Jika Temukan BBM Oplosan, Lapor ke Nomor 081417081945
Langkah ini sebagai upaya untuk meningkatkan transparansi dan memperbaiki kepercayaan masyarakat terhadap produk Pertamina.
Direktur Utama PT Pertamina (Persero), Simon Aloysius Mantiri, mengungkapkan keterbukaan perusahaan untuk melibatkan pihak ketiga dan masyarakat dalam mengawasi kualitas bahan bakar minyak (BBM) yang kini menjadi sorotan publik.
Ia menyambut baik usulan untuk melibatkan pihak independen dalam uji kualitas BBM, sebagai bagian dari upaya untuk meningkatkan transparansi dan memperbaiki kepercayaan masyarakat terhadap produk Pertamina, baik yang subsidi maupun non-subsidi.
“Gagasan ini sangat baik dan kami sambut dengan positif. Dengan adanya pihak ketiga yang lebih independen, uji kualitas bisa dilakukan dengan standar yang lebih dapat diterima,” kata Simon dalam konferensi pers yang digelar pada Senin (3/3).
Sebagai informasi, selama ini uji kualitas BBM Pertamina dilakukan oleh Balai Besar Pengujian Minyak dan Gas Bumi (Lemigas), yang berada di bawah Kementerian Energi dan Sumber Daya Mineral (ESDM).
Namun, Pertamina sangat terbuka terhadap usulan untuk melibatkan lebih banyak lembaga independen guna memastikan hasil uji yang lebih transparan.
Keterlibatan Masyarakat dalam Pengawasan BBM
Selain melibatkan pihak ketiga, Simon juga mendorong masyarakat untuk aktif dalam mengawasi kualitas BBM yang beredar di pasaran.
Ia mengungkapkan bahwa Pertamina telah menyiapkan call center yang dapat dihubungi masyarakat untuk melaporkan keluhan atau temuan terkait kualitas BBM.
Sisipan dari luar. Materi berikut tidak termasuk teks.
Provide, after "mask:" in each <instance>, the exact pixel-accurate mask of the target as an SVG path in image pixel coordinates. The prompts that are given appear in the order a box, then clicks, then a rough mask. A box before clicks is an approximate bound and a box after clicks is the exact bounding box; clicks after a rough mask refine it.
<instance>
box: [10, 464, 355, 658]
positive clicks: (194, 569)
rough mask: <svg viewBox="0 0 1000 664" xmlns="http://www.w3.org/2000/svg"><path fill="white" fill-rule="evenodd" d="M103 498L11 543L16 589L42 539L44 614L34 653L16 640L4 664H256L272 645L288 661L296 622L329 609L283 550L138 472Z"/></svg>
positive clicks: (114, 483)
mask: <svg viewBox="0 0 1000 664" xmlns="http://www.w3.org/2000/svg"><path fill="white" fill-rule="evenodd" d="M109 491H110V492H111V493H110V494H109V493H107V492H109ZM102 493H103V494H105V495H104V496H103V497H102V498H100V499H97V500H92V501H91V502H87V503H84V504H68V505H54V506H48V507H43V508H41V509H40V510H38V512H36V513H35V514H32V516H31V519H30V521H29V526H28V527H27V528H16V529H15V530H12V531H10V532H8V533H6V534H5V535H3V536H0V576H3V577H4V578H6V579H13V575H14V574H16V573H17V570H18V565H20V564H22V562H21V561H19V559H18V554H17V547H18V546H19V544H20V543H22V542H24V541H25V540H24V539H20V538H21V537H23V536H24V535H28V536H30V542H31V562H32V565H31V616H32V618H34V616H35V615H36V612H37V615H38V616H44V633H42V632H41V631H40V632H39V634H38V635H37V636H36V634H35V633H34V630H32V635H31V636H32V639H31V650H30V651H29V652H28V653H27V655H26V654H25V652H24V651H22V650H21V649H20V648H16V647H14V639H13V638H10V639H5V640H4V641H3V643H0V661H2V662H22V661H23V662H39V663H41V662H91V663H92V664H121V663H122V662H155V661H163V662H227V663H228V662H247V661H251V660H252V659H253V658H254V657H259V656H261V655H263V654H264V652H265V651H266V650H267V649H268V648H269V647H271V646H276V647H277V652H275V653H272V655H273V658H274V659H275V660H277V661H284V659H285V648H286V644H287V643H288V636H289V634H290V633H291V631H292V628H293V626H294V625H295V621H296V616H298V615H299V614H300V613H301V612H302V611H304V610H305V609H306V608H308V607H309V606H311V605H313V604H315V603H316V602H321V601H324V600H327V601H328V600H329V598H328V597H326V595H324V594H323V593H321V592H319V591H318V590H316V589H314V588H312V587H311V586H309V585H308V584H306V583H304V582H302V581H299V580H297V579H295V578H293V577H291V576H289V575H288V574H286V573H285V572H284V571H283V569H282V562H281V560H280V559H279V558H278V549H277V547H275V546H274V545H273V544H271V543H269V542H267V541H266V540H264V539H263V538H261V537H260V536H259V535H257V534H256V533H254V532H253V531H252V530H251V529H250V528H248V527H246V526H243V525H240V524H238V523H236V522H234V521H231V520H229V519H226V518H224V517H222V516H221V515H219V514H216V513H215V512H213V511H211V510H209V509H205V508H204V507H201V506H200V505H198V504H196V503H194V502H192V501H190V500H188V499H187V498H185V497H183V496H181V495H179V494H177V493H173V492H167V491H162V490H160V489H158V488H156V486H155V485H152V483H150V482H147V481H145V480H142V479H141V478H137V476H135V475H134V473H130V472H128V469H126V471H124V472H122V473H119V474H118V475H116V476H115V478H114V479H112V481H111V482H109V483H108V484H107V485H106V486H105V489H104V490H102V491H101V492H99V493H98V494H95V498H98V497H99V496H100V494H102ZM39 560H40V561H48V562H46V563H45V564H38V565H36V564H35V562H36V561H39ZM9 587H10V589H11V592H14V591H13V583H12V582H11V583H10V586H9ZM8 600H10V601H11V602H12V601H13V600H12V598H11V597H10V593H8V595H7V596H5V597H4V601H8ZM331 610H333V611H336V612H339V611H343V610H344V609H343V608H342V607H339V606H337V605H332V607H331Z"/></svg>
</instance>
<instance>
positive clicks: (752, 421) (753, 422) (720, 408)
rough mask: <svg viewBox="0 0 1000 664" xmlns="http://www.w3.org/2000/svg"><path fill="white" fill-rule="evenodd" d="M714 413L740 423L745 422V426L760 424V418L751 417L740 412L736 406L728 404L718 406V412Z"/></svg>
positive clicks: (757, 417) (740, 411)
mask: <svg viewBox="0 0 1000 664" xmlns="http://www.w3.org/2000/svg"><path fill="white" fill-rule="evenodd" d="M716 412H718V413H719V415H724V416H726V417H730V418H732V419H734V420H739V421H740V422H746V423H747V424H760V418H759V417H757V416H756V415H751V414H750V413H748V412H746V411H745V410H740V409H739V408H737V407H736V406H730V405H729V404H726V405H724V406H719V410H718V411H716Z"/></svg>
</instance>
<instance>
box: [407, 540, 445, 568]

Call center ini dapat dihubungi melalui nomor 081417081945, yang saat ini melayani SMS dan tengah dipersiapkan untuk menerima pesan melalui WhatsApp.
"Kami juga mendorong masyarakat untuk ikut serta mengawasi. Ini adalah hal yang sangat penting karena menyangkut kehidupan banyak orang dan hak rakyat Indonesia," tambah Simon.
Di tengah sorotan terhadap kualitas BBM, Simon juga meminta maaf kepada masyarakat atas kasus dugaan korupsi yang melibatkan tata kelola minyak mentah di tubuh Pertamina. Ia mengungkapkan rasa penyesalan mendalam atas insiden tersebut, yang dinilai mencoreng nama baik perusahaan.
“Saya ingin menyampaikan permohonan maaf kepada seluruh rakyat Indonesia atas peristiwa yang terjadi baru-baru ini. Ini memang menjadi ujian besar bagi kami,” ujar Simon.
Namun, meski menghadapi tantangan tersebut, Simon menyampaikan apresiasi terhadap penindakan hukum yang dilakukan oleh Kejaksaan Agung. Ia memastikan bahwa Pertamina akan terus mendukung penyelidikan yang tengah berlangsung terkait dugaan pelanggaran hukum yang melibatkan anak usaha Pertamina pada periode 2019-2023.
"Kami sangat mendukung upaya Kejaksaan Agung dan akan terus membantu jika diperlukan data atau keterangan tambahan. Kami komitmen untuk selalu mengikuti prinsip good corporate governance dan menggunakan kesempatan ini untuk memperbaiki diri," pungkasnya.